Would it make sense to add an associated SocketAddr type (probably constrained to Into<SocketAddr> + TryFrom<SocketAddr, Error=Unavailable> + PartialEq<Self::SocketAddr> + Hash)? In all places where we previously pass SocketAddr, we'd now pass Self::SocketAddr. Wherever users store addresses, they'd use their stack's SocketAddr type, and only convert through a SocketAddr when entering or leaving the stack (or even not at all if we require Display and FromStr).

Some reasons why a stack would not like working with SocketAddr all the time:

This is mainly a concern for users of unconnected UDP sockets, where recvfrom-style use is predominant, and addresses are handled in every single packet. For TCP or connected UDP sockets, it's probably a secondary concern.

ryan-summers commented 10 months ago

I am very okay with a generic socketaddr type myself, as I've had these exact same issues during implementation. I don't see any specific benefit to using no-std-net, since we still have versioning issues, and there's not very convenient methods to convert between common types.

ryan-summers commented 10 months ago

However, how would a library that is agnostic to the underlying stack know how to construct and use these addresses? I.e. https://github.com/quartiq/minimq/blob/master/src/network_manager.rs, where we don't know what stack we're running on. Would this be the TryFrom impl bound?

chrysn commented 10 months ago

The versioning issues probably go away as we might use the opportunity to switch to core::net::SocketAddr as a reference type. Indeed I'd think that TryFrom<core::net::SocketAddr> and Into<core::net::SocketAddr> (Or From<Self> for SocketAddr, I always mix up which is the good one to implement) should be part of the trait bounds -- in particular, core::net::SocketAddr would stay a perfectly valid choice there.

In code such as the network managers case, there's the TcpStack: TcpClientStack generic type around, so options are (as a matter of taste, partially) to either put TcpStack::SocketAddr in the own object's signtures, or to put SocketAddr there and go through the conversions (or to go half way and put impl TryInto<TcpStack::SocketAddr> in there).

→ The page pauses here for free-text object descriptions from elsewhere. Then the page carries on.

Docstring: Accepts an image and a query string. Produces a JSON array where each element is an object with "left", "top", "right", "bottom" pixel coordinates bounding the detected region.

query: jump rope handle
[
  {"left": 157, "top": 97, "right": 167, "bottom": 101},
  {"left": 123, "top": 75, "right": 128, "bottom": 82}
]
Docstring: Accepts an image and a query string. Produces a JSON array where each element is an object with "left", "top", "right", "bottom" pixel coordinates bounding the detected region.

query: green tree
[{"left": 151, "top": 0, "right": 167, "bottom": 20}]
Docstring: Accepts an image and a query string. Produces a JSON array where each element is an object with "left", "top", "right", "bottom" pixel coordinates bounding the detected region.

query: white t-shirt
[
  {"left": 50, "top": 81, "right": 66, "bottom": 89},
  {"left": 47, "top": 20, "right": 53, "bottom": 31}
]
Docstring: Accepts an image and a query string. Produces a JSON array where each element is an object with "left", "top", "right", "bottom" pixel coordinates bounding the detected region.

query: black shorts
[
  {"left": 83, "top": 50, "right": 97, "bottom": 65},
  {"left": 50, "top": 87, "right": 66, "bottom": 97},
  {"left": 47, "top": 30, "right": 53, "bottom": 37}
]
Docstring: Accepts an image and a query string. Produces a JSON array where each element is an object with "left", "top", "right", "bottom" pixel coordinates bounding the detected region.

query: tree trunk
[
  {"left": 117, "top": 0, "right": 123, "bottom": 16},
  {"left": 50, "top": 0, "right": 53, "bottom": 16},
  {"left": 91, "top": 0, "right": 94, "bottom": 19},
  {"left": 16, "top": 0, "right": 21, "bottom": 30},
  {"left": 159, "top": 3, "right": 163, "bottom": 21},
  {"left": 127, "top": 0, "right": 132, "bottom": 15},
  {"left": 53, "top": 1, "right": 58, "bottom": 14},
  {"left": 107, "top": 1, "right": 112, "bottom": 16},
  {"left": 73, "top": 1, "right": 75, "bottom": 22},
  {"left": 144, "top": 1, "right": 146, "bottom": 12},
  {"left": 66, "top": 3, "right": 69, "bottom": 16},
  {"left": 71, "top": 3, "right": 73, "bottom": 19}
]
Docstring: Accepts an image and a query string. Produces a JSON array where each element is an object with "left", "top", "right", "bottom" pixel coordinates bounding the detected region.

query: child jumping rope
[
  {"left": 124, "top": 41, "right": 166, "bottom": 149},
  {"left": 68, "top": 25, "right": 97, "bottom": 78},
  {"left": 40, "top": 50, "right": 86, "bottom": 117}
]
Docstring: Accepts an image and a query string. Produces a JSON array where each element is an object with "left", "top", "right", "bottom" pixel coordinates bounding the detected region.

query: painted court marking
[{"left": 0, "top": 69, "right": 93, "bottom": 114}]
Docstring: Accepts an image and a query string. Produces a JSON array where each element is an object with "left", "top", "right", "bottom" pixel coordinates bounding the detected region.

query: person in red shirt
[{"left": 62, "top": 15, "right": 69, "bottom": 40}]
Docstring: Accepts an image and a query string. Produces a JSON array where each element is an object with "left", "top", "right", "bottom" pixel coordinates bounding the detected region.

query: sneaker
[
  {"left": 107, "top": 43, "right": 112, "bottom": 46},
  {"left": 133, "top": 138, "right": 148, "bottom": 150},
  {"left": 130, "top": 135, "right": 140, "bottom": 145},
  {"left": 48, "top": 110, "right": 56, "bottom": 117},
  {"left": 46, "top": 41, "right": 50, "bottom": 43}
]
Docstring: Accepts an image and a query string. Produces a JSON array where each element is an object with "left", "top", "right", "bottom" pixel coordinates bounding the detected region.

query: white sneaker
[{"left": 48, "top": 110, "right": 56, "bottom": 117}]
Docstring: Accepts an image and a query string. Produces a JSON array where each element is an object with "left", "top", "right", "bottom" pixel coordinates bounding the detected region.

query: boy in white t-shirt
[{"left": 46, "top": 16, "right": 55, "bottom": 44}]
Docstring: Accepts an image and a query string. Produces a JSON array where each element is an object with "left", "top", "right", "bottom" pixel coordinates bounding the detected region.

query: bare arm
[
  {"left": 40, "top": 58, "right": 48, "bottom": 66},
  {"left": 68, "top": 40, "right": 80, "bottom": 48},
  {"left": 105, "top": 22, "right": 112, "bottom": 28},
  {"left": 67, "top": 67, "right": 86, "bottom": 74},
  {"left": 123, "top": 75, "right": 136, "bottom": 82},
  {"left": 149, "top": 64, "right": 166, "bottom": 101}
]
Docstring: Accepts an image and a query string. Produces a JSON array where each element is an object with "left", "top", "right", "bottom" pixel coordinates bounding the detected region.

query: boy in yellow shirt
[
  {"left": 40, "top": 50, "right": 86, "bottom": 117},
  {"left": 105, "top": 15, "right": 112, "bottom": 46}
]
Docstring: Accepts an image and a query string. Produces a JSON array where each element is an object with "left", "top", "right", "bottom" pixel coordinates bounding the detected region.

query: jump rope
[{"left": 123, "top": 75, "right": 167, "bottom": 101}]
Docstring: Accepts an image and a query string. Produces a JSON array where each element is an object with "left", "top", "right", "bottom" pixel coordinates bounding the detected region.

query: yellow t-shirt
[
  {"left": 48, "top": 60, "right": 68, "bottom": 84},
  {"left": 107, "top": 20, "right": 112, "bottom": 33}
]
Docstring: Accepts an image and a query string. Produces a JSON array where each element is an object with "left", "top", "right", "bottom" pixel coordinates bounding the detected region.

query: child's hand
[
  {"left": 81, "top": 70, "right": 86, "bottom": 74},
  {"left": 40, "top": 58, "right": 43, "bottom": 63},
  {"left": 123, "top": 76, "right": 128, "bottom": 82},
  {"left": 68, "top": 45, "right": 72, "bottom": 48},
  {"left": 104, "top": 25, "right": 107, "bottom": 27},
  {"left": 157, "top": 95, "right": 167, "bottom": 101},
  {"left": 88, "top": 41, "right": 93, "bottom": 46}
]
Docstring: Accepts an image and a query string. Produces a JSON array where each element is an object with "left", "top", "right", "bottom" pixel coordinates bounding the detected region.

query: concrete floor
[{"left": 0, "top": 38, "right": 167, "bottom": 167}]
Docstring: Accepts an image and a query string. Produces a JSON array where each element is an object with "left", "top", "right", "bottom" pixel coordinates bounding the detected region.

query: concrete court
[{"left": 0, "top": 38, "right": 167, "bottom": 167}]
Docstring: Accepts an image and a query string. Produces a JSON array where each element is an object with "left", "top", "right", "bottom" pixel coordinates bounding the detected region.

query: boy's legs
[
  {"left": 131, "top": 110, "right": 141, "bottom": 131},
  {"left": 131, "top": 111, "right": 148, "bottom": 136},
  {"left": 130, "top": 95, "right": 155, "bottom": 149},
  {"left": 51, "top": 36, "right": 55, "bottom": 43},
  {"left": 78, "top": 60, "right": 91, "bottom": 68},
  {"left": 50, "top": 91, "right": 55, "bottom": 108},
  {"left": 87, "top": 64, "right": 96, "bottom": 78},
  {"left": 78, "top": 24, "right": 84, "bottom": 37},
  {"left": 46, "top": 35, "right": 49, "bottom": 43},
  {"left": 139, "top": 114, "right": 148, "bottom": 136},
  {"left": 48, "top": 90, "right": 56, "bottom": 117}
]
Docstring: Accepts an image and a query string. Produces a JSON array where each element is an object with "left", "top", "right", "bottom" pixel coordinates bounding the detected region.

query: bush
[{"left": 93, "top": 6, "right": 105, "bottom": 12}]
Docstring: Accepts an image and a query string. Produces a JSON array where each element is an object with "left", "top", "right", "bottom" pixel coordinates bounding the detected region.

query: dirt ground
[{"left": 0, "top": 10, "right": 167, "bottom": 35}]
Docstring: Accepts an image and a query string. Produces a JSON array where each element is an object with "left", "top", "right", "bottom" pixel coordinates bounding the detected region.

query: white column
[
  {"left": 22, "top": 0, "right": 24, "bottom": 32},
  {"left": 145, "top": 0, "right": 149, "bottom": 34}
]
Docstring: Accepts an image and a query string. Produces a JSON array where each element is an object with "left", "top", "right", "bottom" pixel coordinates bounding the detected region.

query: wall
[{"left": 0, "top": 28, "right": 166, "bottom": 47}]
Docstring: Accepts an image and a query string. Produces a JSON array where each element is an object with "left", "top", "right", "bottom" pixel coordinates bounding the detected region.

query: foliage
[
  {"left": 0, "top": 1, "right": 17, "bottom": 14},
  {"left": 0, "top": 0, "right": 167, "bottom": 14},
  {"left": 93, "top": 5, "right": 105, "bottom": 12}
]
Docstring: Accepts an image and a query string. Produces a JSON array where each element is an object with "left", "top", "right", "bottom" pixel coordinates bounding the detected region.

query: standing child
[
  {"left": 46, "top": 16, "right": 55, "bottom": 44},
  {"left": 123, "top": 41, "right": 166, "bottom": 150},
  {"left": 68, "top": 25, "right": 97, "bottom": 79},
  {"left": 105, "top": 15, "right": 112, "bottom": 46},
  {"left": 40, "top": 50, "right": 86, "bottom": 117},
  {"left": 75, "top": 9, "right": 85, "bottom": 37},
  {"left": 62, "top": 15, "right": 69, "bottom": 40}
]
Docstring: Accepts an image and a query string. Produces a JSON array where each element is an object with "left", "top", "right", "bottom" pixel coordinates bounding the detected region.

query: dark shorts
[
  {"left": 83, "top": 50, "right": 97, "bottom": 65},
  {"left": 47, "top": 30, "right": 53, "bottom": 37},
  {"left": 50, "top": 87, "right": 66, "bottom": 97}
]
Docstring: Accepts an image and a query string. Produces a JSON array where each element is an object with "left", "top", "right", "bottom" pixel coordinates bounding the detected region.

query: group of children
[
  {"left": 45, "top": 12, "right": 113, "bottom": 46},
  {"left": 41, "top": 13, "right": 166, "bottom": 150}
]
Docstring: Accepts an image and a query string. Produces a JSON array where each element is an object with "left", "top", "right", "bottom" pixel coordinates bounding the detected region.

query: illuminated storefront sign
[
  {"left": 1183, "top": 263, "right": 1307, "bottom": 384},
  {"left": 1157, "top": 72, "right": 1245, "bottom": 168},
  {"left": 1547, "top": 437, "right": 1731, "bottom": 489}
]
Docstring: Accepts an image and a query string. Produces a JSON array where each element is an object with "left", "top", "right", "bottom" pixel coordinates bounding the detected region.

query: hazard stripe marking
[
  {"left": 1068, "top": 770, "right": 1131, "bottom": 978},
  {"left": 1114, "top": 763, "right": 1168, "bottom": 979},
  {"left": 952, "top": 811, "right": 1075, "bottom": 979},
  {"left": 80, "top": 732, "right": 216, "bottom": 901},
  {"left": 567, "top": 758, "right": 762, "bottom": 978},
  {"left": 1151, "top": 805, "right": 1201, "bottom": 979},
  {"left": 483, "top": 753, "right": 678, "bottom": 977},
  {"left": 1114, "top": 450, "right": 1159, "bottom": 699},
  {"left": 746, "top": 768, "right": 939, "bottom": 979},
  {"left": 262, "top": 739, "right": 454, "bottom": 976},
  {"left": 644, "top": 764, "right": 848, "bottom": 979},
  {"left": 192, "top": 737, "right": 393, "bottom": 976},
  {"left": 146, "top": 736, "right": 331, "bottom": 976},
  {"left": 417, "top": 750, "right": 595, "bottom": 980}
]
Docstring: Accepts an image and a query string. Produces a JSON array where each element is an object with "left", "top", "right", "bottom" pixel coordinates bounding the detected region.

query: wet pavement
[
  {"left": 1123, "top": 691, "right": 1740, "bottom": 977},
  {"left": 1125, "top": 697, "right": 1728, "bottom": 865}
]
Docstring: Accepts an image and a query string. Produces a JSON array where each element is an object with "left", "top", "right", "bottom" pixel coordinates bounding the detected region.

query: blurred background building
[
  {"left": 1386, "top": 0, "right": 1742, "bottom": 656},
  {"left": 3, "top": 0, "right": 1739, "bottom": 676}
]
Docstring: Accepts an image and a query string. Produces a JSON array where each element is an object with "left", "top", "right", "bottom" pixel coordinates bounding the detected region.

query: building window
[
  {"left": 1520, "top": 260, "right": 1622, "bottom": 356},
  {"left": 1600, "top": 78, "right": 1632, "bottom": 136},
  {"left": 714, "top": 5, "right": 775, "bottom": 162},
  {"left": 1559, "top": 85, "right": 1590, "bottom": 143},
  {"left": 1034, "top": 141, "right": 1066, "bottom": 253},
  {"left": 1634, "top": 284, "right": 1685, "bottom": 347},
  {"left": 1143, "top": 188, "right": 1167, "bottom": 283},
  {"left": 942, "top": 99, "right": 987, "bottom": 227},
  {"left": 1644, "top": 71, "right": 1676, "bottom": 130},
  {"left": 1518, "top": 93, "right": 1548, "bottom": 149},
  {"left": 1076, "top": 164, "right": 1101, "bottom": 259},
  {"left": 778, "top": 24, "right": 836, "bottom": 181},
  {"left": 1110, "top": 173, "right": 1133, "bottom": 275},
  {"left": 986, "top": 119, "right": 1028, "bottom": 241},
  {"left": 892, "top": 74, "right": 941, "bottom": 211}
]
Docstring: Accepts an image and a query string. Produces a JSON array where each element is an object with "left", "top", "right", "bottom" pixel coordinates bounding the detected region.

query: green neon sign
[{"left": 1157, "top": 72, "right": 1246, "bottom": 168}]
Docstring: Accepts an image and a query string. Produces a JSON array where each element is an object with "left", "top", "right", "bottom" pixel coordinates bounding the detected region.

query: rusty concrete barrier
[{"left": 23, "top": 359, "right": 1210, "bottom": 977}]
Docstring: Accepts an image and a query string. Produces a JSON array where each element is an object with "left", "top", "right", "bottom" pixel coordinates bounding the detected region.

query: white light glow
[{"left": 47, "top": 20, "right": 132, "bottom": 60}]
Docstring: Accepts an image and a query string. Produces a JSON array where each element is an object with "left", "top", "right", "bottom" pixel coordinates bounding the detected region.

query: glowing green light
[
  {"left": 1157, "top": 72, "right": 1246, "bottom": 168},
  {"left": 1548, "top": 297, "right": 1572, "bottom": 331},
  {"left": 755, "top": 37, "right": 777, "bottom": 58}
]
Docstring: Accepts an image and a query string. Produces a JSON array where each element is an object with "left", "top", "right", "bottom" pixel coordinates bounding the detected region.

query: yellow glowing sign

ryan-summers commented 10 months ago

I would love to use core::net, but it's still nightly-only behind feature(ip_in_core)

chrysn commented 10 months ago

Oh -- indeed, sorry, I didn't check all the way up on the documentation tree (and the types don't get the warning if their module is gated). In that case, the proposed associated types are not helping the versioning situation (but don't don't make it worse either, for where we used to use no-std-net's SocketAddr we'd now use TryFrom/Into it).

chrysn commented 7 months ago

The trouble of core::net stabilization is just about to go away, and https://github.com/rust-embedded-community/embedded-nal/pull/102 already does the breaking API change. As there is renewed interest in this from https://github.com/rust-embedded-community/embedded-nal/pull/106 (CC'ing @ivmarkov), I propose we give this a try.

Processing input from #106, it may make sense (but may need discussion) to

ryan-summers commented 5 months ago

Closing this as resolved by https://github.com/rust-embedded-community/embedded-nal/pull/102, as we now use the freshly-stabilized core::net :)

If my assessment is wrong here, feel free to reopen!

chrysn commented 5 months ago

Please reopen (I don't have the permssions to); 102 does not fix this: the core socket addresses are a more-easily-to-agree-on type, but socket implementations may still have a local better type.

The easiest example to give is an IPv4-only stack that has thus has a smaller socket address type (yikes, but it is the simplest example); a better example are 6LoWPAN implementations that only communicate locally and thus use compressed addresses, or where addresses IP addresses are thin pointers into refcounted neighbor table entries.

chrysn commented 5 months ago

The core transition was mainly mentioned here because it'd be a breaking change anyway, and would thus be an opportunity to introduce the associated types (where indeed many stacks would then put core::net::SockAddr as the AT, because it is TryFrom and Into itself).